Salary and Benefits Are Most Important for U.S. Workers and Job Seekers Looking at Job Ads

A new survey from Glassdoor, one of the world’s largest job and recruiting sites, reveals that the key pieces of information that job seekers and workers in the U.S. hone in on when researching job ads are salaries (67 percent) and benefits (63 percent). Nearly six in ten (59 percent) U.S. workers/job seekers say that location is one of their top considerations, while 43 percent look for commute time and just under one in three (32 percent) look for employee reviews in job ads. While these are the top findings in this Glassdoor survey, the survey also explores where people are looking for jobs and what matters most to workers/job seekers when deciding where to work.

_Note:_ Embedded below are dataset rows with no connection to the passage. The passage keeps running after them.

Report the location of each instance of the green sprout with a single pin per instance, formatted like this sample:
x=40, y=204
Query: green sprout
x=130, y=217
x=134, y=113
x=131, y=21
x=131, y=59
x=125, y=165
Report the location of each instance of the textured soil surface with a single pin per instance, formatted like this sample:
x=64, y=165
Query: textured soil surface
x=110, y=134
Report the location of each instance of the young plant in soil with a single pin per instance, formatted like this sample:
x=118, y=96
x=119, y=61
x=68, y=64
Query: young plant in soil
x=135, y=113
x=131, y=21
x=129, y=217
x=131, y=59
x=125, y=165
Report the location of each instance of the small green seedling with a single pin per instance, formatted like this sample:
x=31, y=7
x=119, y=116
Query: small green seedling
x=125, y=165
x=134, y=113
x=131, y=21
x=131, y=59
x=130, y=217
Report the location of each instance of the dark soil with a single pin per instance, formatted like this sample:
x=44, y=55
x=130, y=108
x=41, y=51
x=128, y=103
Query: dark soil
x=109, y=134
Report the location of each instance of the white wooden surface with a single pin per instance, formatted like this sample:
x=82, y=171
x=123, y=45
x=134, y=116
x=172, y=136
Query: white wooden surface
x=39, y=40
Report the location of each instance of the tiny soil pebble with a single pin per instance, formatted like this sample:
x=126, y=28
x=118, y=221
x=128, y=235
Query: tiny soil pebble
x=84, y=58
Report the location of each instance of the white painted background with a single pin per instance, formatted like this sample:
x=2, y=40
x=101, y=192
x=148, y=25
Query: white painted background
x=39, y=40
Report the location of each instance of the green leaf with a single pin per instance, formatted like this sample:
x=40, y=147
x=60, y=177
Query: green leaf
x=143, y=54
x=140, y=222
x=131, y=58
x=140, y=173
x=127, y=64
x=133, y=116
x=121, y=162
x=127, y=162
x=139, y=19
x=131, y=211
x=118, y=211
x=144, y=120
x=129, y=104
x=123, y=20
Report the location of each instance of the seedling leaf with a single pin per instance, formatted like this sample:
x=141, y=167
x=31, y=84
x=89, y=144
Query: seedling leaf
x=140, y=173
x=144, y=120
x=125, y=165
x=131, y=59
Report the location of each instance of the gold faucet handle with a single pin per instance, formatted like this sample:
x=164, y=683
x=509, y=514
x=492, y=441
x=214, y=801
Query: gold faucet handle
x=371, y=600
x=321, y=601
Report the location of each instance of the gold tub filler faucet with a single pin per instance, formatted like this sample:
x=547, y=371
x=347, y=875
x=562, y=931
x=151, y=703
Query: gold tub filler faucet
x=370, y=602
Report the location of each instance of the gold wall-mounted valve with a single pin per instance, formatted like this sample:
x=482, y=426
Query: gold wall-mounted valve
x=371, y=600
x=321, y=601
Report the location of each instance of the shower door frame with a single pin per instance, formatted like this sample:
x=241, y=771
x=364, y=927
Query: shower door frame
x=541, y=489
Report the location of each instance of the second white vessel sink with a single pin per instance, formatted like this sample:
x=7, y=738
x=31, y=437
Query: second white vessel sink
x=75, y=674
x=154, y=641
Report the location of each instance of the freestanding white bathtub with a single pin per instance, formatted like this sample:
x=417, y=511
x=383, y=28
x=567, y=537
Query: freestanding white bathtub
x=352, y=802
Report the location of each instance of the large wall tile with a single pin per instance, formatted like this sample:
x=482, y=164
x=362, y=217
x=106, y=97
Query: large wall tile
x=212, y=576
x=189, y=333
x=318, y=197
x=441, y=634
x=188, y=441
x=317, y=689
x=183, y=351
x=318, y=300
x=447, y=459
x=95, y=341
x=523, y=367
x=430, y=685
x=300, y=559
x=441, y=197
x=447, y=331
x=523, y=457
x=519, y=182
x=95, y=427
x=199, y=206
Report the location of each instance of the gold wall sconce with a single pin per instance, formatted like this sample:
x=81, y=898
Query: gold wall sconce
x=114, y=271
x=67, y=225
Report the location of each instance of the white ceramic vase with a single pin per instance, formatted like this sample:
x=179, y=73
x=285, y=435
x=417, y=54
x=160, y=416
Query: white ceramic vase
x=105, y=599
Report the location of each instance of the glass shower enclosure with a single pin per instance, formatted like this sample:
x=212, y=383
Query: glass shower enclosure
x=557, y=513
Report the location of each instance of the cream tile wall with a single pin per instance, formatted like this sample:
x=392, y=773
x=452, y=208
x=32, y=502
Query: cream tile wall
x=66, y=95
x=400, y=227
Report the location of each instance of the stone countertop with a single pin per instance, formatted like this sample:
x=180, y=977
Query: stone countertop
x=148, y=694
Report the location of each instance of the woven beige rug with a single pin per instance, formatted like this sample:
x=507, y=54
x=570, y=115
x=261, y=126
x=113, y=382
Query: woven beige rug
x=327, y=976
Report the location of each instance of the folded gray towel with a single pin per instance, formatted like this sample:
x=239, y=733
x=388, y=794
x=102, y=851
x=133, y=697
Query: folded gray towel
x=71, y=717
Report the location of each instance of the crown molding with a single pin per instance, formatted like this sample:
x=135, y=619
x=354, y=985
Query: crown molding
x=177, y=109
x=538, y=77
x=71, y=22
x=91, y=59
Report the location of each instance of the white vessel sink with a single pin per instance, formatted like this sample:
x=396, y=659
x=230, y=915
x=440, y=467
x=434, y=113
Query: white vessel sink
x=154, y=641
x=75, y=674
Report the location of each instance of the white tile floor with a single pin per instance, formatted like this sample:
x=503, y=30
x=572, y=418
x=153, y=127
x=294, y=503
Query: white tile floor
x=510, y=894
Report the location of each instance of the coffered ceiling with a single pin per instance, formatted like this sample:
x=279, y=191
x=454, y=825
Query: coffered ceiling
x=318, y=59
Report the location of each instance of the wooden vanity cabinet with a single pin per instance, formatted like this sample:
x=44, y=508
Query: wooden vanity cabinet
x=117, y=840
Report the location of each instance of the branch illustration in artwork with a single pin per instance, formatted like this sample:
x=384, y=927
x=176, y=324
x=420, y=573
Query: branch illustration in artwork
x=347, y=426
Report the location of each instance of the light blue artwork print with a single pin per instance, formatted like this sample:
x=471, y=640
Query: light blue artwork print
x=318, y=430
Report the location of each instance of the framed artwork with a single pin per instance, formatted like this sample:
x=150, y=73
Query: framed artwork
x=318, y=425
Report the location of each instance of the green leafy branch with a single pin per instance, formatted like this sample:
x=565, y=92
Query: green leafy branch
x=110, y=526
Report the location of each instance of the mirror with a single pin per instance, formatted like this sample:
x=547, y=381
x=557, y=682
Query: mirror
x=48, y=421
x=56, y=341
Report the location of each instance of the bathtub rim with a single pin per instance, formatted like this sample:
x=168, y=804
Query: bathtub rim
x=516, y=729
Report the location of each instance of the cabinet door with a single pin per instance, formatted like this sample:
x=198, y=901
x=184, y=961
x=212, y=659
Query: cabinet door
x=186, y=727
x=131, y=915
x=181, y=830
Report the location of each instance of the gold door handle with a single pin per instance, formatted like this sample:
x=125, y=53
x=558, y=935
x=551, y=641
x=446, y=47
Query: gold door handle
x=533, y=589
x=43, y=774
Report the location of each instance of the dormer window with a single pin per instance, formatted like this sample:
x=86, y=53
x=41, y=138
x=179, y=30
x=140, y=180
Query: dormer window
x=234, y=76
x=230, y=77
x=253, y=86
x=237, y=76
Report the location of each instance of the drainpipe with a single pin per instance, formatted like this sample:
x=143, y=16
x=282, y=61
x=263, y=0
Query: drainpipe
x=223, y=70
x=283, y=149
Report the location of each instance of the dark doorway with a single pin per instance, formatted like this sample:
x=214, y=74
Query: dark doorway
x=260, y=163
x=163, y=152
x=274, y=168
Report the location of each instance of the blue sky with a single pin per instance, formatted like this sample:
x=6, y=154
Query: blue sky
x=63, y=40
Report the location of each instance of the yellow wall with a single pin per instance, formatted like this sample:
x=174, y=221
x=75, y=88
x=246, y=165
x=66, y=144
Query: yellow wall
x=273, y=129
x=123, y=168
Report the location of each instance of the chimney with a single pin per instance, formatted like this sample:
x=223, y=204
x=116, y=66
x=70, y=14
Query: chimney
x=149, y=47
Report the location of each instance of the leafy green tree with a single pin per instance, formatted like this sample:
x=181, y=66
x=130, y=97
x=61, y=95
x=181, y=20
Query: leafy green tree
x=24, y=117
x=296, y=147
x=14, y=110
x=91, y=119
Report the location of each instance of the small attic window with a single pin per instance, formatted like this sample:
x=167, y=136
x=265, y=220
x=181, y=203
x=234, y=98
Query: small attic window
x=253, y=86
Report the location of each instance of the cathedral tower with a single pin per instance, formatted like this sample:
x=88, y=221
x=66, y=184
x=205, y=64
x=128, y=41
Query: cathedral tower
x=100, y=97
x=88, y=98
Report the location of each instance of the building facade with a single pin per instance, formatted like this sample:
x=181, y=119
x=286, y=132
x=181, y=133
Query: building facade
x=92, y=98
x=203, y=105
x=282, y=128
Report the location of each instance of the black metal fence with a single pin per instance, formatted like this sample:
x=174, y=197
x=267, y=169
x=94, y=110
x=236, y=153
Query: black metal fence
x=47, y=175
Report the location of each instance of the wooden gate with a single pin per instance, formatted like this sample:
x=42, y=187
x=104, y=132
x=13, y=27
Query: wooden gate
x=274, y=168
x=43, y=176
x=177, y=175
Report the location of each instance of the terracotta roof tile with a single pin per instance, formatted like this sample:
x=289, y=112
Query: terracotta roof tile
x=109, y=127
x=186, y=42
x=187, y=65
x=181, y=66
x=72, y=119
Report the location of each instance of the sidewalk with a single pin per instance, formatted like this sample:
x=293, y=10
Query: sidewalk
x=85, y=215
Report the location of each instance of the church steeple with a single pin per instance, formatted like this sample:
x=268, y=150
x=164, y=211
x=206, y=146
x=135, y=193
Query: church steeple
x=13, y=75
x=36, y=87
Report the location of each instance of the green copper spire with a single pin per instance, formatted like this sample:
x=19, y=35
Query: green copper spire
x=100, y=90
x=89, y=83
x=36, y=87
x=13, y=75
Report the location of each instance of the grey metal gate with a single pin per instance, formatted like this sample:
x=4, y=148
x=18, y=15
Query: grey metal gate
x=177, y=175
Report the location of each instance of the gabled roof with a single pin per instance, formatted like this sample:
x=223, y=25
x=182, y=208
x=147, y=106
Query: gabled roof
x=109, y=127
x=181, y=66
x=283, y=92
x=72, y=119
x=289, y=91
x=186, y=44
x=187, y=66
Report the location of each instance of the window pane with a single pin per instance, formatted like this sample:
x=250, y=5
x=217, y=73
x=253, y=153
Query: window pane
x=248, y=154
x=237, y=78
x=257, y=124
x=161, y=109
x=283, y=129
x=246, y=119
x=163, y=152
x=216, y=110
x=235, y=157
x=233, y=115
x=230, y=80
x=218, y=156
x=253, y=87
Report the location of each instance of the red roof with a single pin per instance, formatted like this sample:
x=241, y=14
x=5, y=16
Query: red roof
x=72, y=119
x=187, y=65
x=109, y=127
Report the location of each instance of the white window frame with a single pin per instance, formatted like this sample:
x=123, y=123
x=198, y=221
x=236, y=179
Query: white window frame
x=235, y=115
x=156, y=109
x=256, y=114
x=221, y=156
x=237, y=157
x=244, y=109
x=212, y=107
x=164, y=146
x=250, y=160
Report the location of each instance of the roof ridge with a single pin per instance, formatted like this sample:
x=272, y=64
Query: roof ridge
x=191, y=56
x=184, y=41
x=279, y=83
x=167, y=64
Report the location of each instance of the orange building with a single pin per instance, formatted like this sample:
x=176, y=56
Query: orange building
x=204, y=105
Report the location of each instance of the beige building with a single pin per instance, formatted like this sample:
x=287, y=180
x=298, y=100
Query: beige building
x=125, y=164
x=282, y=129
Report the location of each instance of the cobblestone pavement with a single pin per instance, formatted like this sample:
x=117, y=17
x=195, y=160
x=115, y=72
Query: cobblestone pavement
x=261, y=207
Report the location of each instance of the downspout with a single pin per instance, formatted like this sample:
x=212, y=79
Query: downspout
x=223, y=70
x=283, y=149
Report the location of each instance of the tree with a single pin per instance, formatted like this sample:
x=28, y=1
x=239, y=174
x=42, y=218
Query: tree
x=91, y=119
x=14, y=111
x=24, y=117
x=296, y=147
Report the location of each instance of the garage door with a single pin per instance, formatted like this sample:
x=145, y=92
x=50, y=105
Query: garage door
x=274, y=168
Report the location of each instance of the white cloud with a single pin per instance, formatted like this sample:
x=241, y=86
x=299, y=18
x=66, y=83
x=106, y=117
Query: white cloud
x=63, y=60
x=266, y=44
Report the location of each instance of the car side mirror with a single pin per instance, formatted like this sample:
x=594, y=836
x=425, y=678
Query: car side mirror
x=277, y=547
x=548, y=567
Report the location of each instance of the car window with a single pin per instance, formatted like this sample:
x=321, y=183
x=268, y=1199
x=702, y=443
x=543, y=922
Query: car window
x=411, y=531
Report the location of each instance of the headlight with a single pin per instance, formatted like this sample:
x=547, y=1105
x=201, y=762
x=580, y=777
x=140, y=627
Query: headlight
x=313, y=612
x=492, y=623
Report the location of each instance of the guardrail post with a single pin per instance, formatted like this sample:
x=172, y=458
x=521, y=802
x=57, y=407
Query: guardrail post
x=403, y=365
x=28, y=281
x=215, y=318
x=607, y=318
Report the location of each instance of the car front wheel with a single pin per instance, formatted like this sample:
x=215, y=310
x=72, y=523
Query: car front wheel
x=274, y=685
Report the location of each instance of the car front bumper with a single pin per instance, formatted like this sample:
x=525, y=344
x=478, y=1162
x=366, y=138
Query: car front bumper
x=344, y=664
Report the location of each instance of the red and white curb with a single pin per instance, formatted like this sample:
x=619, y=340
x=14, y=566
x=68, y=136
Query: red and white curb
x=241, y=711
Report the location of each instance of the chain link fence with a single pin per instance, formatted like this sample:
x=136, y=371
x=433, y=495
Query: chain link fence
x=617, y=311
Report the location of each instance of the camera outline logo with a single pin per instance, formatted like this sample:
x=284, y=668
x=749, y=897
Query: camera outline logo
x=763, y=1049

The online survey, conducted by The Harris Poll on behalf of Glassdoor in May 2018 among over 1,100 U.S. adults who are either currently employed or not employed but looking for work, also highlights that offering attractive benefits and perks is a key factor for enticing prospective employees. When asked what would make them more likely to apply for a job at a company, nearly half of U.S. workers/job seekers (48 percent) cited attractive benefits and perks (e.g., gym memberships, paid time off, etc.), followed closely by a convenient, easy commute (47 percent). More workers/job seekers seem to find these two factors, plus high salaries (46 percent), good work-life balance (43 percent), and work from home flexibility (41 percent) important compared to a great company culture (35 percent), whether the company’s financial performance is good (26 percent), or familiarity with the brand (23 percent) when it comes to factors that would make them more likely to apply for a job.

“Job seekers crave transparency on pay, not only to make an initial judgement about whether to consider applying for a job, but also to assess if an employer holds long term potential for them,”  said Julie Coucoules, Glassdoor’s Global Head of Talent Acquisition. “Quality candidates are typically well-researched and those that go beyond job ads and look for a richer set of background data that includes benefits and employee reviews, among other specific traits about an employer. This means that employers should make information available to job candidates proactively, or they risk missing out on quality candidates applying.”

When it comes to what workers/job seekers look for when assessing long-term potential as an employer, more than two in five (44 percent) report company transparency on pay and benefits. This was followed by more than one third (39 percent) of workers/job seekers who report that an explanation from employers about how they can grow within the company after joining represents long-term career potential. Thirty-seven percent of workers/job seekers say a company having a track record for promoting from within would signify a company has long-term potential for them as an employee.

However, what matters most to prospective employees when deciding where to work or assessing long-term potential is in contrast to what keeps them satisfied long-term once in the job. A separate study, by Glassdoor’s Chief Economist Dr. Andrew Chamberlain, shows that money does not have a huge influence on employee satisfaction long-term. Once in a job, culture and values is the biggest driver of employee satisfaction, followed by career opportunities and senior leadership.